Some software (e.g., GNOME) expects the system hostname to be resolvable to an IP address with a canonical fully qualified domain name. This is really improper because system hostnames and domain names are two very different things; but there you have it. In order to support that software, it is necessary to ensure that the system hostname can be resolved. Most often this is done by putting a line in /etc/hosts containing some IP address and the system hostname. If your system has a permanent IP address then use that; otherwise use the address 127.0.1.1.

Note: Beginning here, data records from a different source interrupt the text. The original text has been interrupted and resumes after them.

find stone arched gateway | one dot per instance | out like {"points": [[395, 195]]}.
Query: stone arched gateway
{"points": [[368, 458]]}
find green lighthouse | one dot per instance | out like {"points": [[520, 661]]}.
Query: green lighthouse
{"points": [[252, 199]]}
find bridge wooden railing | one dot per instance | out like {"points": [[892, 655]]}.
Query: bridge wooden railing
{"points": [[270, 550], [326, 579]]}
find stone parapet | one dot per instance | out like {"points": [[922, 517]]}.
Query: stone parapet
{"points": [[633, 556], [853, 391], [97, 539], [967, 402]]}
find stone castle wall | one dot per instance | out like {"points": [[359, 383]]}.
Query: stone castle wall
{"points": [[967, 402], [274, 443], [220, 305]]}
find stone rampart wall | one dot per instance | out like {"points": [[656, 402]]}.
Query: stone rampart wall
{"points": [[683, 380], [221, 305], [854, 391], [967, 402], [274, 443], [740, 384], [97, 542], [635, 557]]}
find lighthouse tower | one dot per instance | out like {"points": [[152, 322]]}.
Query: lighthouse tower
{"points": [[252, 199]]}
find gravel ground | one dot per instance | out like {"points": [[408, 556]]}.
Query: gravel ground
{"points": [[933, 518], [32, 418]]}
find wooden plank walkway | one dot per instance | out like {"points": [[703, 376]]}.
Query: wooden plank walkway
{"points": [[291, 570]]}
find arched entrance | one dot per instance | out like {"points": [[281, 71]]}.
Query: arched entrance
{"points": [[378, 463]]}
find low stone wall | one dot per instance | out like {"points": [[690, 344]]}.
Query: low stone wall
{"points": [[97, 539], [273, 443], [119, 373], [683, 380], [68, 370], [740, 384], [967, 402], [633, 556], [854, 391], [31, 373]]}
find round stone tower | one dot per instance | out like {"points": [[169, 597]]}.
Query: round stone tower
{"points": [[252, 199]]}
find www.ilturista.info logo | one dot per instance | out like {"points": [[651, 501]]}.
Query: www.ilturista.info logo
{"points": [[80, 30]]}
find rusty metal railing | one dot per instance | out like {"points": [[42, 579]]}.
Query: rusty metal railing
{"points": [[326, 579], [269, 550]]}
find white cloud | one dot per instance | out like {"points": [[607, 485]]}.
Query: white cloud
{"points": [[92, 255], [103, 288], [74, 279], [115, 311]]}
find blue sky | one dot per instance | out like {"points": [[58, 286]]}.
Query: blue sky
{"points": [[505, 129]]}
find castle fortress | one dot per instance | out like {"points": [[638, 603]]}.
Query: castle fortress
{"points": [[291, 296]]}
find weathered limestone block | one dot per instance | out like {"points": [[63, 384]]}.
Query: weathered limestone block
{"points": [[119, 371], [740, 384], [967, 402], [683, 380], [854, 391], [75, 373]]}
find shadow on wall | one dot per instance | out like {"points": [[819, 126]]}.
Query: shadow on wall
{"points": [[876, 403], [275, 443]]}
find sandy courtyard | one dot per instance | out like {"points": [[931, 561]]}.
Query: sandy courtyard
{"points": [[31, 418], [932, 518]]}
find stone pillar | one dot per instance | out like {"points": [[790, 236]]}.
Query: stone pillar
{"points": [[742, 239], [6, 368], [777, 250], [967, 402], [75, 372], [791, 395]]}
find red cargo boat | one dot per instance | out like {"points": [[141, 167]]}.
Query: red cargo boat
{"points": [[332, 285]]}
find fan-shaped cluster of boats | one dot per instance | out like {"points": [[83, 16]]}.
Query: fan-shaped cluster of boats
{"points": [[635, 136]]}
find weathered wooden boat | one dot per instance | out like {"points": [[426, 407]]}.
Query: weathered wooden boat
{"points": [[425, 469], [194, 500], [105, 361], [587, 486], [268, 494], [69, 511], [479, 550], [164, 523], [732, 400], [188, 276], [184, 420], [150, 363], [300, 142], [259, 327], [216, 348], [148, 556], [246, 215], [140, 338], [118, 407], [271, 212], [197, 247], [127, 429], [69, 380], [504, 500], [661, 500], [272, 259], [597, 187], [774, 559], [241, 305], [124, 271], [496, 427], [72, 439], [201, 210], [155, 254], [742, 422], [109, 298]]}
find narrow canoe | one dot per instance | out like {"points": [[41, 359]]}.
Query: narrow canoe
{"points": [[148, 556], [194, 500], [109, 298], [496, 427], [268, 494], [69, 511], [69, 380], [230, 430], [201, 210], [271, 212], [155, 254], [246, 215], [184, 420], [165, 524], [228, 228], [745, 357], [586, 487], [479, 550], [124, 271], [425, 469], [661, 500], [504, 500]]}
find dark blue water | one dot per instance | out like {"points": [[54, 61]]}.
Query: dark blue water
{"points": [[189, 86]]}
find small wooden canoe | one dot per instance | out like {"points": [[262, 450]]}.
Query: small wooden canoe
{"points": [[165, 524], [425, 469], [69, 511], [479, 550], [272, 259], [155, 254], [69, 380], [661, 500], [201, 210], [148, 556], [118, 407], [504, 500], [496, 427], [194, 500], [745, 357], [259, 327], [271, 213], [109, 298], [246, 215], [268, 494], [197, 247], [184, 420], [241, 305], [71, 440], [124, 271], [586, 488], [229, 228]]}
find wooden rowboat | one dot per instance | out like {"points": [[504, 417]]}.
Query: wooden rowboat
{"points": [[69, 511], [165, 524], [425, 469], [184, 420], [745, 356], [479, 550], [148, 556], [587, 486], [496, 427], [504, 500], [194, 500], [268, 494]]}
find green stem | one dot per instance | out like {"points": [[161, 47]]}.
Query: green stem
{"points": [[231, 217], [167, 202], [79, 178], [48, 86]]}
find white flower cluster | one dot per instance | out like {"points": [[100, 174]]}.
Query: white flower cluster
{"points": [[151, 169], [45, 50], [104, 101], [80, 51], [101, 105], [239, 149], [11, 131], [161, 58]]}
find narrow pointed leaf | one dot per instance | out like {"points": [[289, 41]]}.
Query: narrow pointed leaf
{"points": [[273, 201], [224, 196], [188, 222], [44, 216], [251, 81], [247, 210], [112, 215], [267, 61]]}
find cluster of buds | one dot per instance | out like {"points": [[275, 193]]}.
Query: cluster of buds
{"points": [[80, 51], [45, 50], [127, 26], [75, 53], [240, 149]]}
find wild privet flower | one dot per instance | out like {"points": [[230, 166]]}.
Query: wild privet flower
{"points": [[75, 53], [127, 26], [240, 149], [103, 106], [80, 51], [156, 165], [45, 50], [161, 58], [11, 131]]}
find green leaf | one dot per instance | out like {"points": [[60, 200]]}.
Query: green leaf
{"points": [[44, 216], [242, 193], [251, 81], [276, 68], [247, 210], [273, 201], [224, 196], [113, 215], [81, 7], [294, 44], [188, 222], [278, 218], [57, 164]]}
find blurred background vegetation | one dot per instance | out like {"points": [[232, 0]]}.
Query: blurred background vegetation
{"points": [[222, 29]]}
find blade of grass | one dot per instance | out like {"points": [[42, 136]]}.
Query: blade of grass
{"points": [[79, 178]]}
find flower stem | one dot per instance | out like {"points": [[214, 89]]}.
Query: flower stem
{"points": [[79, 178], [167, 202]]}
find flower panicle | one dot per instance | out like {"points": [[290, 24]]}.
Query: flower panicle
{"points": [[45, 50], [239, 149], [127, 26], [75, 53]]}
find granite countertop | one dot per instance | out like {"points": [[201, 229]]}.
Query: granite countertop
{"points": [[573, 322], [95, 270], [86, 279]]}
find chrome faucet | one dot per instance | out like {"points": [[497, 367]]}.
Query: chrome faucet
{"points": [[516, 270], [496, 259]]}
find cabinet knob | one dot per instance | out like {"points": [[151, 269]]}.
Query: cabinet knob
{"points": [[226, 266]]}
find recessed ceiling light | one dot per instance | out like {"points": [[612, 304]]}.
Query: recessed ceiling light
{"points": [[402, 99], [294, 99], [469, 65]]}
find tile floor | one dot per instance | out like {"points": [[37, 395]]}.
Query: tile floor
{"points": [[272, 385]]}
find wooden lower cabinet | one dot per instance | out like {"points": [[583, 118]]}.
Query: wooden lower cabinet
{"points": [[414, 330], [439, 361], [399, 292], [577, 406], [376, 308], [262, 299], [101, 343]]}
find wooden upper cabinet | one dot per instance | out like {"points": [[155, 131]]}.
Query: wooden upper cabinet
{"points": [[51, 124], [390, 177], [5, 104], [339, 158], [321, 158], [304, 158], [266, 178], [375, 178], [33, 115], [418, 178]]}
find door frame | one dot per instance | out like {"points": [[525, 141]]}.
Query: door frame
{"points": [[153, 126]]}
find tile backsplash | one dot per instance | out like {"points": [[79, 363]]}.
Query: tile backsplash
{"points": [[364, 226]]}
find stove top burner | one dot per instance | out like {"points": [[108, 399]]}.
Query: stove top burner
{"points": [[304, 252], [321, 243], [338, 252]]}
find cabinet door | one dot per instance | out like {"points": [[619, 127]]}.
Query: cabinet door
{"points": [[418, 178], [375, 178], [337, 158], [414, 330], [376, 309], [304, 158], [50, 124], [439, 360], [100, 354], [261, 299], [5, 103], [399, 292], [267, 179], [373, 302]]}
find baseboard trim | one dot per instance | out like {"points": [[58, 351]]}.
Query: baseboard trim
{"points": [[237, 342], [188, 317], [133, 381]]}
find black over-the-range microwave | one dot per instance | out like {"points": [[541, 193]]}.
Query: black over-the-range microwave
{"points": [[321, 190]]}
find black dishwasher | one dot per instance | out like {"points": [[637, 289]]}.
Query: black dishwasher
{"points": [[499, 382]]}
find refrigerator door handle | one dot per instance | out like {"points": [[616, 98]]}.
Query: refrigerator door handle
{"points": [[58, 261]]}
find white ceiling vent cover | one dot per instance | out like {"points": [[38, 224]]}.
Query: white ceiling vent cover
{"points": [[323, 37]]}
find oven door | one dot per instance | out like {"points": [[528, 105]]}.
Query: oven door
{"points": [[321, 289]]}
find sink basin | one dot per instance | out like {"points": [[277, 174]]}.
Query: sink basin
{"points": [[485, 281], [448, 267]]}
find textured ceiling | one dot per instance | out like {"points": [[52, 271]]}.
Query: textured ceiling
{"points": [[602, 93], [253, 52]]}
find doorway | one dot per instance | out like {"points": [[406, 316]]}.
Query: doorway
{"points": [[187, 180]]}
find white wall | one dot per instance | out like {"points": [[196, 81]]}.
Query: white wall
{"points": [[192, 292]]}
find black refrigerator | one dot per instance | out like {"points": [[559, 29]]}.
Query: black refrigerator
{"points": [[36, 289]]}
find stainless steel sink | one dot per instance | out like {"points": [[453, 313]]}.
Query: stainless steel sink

Since I am using static addressing in this case I was able to comment out the 127.0.1.1 line and add an entry for the address of each host with the hostname and FQDN. Here is how node-01’s hosts file ended up:

$ cat /etc/hosts
127.0.0.1    localhost  
#127.0.1.1    node-01.homelab.local node-01

# The following lines are desirable for IPv6 capable hosts
::1     localhost ip6-localhost ip6-loopback
ff02::1 ip6-allnodes  
ff02::2 ip6-allrouters

10.1.200.11    node-01.homelab.local node-01  

Summary

In this post I started with a single node hosting Mesos Master, Mesos Slave, ZooKeeper, and Marathon services and incrementally added redundant Master/ZooKeeper/Marathon and Slave nodes to approach a highly available architecture that might be used in production. While I would never recommend running exactly this scenario in production hopefully it helps understand the process involved in adding different node types to expand a Mesos cluster.